When you are starting your first business, you probably experience high levels of excitement, hopefulness and drive. You may want to hit the ground running to reap the rewards of success right away.
Such anticipation is normal and can help you get through challenging times. However, if you rush through things, you can end up making mistakes that will be difficult and costly to undo.
One of these can be choosing the wrong structure for your business. The entity you select will have a significant impact on the way you run your company, the taxes you pay and the amount of liability you face. Become familiar with the different types and then speak to an attorney and an accountant for professional advice on which structure would be best for your business.
- Sole proprietorship is the simplest business formation and can be a good starting point before diving into more complex structures. It gives you complete control but has a high risk of liability because your personal and business assets are not separate.
- Partnerships are similar to the above except involve two or more people. You can have a limited partnership that gives one person all the control and liability and the others limited control and liability, or you can have a limited liability partnership that protects everyone.

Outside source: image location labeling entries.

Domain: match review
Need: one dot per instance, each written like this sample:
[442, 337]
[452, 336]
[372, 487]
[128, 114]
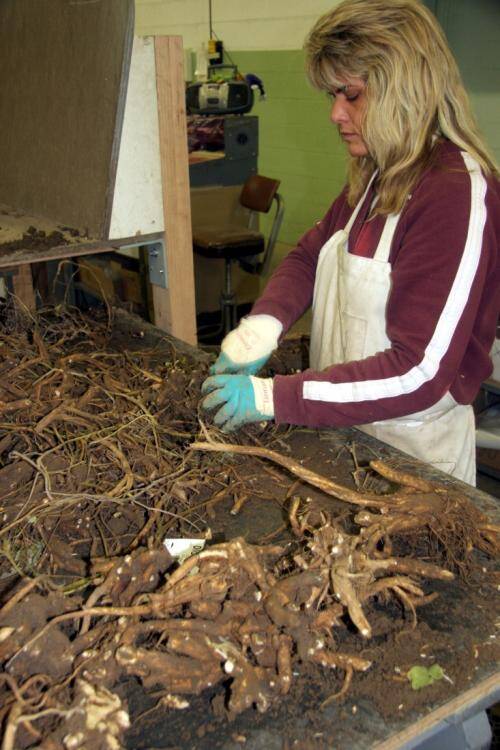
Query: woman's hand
[241, 398]
[246, 349]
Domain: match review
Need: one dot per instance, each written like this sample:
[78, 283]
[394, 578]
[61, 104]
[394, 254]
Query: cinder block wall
[298, 144]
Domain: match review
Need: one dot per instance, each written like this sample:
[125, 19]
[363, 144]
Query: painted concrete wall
[297, 142]
[243, 25]
[473, 31]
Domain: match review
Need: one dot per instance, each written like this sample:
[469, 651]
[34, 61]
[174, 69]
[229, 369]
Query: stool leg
[228, 303]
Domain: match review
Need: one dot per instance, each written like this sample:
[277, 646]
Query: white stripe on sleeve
[426, 370]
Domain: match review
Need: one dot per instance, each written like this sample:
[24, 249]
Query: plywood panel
[64, 68]
[137, 201]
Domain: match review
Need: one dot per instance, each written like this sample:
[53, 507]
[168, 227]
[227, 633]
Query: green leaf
[421, 677]
[436, 672]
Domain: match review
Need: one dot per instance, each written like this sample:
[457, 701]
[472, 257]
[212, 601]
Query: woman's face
[348, 111]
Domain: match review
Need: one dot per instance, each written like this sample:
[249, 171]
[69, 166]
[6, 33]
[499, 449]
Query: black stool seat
[231, 242]
[235, 243]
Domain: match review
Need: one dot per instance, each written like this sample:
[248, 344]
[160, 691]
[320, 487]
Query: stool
[244, 245]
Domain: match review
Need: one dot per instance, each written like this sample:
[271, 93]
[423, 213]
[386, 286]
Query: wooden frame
[174, 306]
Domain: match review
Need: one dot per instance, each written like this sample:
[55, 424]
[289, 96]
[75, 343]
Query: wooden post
[22, 282]
[174, 307]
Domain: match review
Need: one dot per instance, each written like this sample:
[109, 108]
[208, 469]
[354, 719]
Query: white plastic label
[183, 548]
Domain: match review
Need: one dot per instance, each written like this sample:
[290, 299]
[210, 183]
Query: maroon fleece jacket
[445, 256]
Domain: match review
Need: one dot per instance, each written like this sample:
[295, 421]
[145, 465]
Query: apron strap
[357, 209]
[384, 246]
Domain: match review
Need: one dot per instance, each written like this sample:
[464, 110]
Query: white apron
[350, 297]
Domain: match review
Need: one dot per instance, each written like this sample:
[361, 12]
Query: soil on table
[95, 463]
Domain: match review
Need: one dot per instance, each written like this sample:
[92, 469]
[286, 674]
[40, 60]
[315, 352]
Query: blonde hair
[413, 86]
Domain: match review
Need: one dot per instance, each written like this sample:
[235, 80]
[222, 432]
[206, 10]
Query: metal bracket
[157, 260]
[157, 263]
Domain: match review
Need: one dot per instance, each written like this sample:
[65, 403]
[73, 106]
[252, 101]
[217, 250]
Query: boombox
[219, 98]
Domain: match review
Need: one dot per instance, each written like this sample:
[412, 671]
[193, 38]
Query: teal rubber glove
[241, 398]
[246, 349]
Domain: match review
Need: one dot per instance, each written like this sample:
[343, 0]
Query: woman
[403, 271]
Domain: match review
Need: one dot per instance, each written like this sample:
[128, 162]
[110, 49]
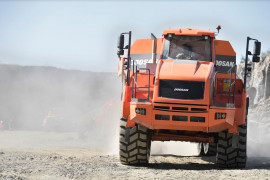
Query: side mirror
[255, 58]
[121, 41]
[257, 48]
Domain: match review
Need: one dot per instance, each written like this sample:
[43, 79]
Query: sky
[83, 34]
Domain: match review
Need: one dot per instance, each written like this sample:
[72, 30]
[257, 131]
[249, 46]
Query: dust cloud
[61, 108]
[46, 107]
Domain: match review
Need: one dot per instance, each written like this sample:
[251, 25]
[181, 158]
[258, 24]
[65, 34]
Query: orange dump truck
[183, 87]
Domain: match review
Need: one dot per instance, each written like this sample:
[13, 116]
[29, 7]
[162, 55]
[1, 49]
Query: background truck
[183, 87]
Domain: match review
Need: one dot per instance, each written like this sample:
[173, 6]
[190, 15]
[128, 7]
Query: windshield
[187, 47]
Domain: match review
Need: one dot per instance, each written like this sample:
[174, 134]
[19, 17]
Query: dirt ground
[47, 155]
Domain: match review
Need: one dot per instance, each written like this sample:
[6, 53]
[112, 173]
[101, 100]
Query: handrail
[135, 84]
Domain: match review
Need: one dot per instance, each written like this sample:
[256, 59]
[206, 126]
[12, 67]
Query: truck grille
[176, 89]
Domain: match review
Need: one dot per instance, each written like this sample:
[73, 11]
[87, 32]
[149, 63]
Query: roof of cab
[188, 32]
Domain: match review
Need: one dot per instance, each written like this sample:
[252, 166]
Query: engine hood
[185, 70]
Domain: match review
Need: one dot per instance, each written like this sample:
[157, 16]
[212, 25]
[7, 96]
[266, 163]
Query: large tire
[229, 157]
[208, 149]
[136, 151]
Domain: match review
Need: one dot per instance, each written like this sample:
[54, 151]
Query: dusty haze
[87, 110]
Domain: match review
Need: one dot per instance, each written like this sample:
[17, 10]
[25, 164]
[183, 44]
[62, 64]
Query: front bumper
[182, 116]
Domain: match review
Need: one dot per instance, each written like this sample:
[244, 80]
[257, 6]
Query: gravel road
[64, 156]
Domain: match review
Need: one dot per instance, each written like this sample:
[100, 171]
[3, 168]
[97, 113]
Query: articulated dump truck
[183, 87]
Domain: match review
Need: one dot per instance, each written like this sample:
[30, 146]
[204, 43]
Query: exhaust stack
[154, 48]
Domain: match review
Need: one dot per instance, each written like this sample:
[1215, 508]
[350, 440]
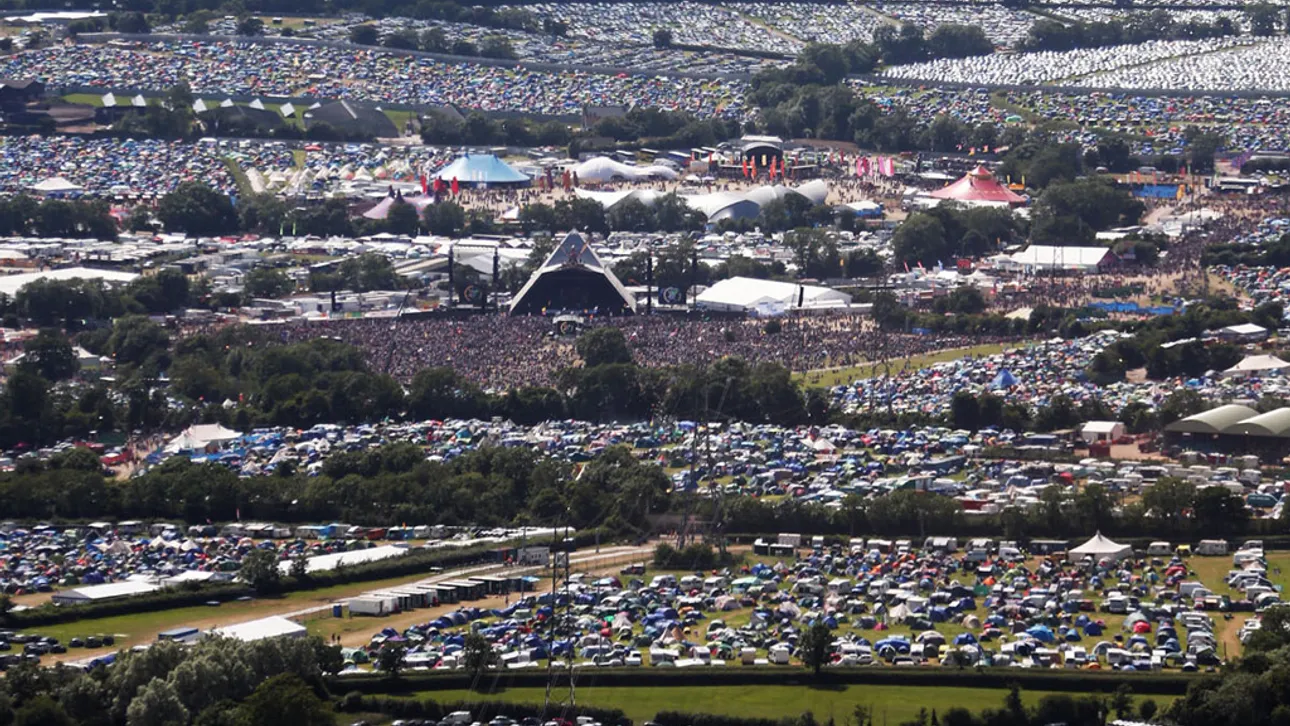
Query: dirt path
[302, 610]
[356, 632]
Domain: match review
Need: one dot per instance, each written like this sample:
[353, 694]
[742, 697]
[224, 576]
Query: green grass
[890, 704]
[840, 375]
[87, 98]
[239, 177]
[143, 627]
[399, 117]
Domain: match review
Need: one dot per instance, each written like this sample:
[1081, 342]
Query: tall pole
[649, 283]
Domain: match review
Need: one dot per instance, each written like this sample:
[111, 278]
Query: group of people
[502, 352]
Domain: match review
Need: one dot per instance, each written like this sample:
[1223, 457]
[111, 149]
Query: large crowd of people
[507, 352]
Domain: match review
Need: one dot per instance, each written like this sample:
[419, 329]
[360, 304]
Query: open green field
[143, 627]
[840, 375]
[890, 704]
[296, 23]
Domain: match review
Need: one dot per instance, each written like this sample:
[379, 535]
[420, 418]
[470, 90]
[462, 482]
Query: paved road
[585, 559]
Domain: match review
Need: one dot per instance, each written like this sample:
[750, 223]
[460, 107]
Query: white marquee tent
[1257, 365]
[766, 295]
[1102, 548]
[604, 169]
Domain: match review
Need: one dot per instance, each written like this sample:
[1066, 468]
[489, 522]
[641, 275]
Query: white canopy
[1099, 547]
[1257, 365]
[56, 185]
[604, 169]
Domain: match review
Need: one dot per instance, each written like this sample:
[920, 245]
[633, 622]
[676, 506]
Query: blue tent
[481, 169]
[1004, 379]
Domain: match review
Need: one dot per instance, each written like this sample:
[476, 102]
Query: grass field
[890, 704]
[143, 627]
[399, 117]
[87, 98]
[840, 375]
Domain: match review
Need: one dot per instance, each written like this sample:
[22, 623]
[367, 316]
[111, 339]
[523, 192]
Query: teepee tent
[1004, 379]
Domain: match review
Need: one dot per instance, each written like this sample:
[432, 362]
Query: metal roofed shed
[107, 591]
[1055, 258]
[1213, 421]
[1272, 423]
[323, 562]
[1102, 431]
[272, 627]
[1246, 332]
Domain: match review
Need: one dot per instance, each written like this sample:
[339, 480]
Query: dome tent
[1004, 379]
[481, 169]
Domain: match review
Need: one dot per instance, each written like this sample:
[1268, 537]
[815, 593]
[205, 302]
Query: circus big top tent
[978, 187]
[481, 169]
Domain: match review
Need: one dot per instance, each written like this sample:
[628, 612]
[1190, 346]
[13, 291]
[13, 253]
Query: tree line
[214, 681]
[382, 486]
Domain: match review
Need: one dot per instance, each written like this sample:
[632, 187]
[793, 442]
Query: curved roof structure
[978, 185]
[481, 169]
[1272, 423]
[717, 205]
[1214, 421]
[748, 294]
[604, 169]
[1099, 546]
[573, 279]
[1258, 365]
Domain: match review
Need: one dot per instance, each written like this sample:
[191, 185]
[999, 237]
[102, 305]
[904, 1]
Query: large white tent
[56, 185]
[1102, 548]
[1257, 365]
[605, 169]
[766, 297]
[199, 436]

- Corporation covers several options. A C corp makes your business a completely separate entity, requires double taxation on profits and can involve stockholders. An S corp limits tax consequences but also the number of shareholders. Others in this category are B corp, close corporation and nonprofits.
- LLC, or limited liability company, combines the benefits of partnership and corporation. It allows business assets to be separate to reduce liability and has lower tax rates. However, it falls under self-employment and may require reforming when ownership changes.
Each one has its own advantages and disadvantages, so which one is right ultimately depends on the purpose of your business and on your long-term goals.